Institucional

05/10/2018

O Parque Estadual da Pedra Branca, situada na Zona Oeste do Rio e administrado pelo Instituto Estadual do Ambiente (Inea), inaugurou, nesta quinta-feira (27/9), a Trilha do Mel totalmente adaptada para receber visitantes portadores de deficiência visual.

O atrativo recebeu placas em braile, elaboradas pelo Instituto Benjamin Constant. Além disso, foram instalados mourões que funcionam como base para uma corda que foi implementada para que os visitantes especiais possam utilizá-la como apoio.

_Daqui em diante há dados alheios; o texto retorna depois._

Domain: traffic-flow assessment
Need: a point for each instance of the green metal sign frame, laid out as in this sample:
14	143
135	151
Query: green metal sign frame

A corda tem um detalhe importante: os nós foram confeccionados com partes de galhos e folhas das árvores de forma a proporcionar a essas pessoas a percepção da textura da flora.

Também foram instaladas placas informativas, em braile, próximas às árvores com informações de espécies da flora presentes na trilha. Esse material é uma iniciativa do Instituto Butantã.

É uma trilha sensorial, ou seja, foi preparada para proporcionar aos nossos visitantes portadores de deficiência visual uma experiência de contato com a natureza. Ao longo do percurso, há rampas de acesso, corrimões feitos com uma corda e placas em braile com informações sobre a importância das abelhas nativas para o equilíbrio ecossistêmico do Parque da Pedra Branca.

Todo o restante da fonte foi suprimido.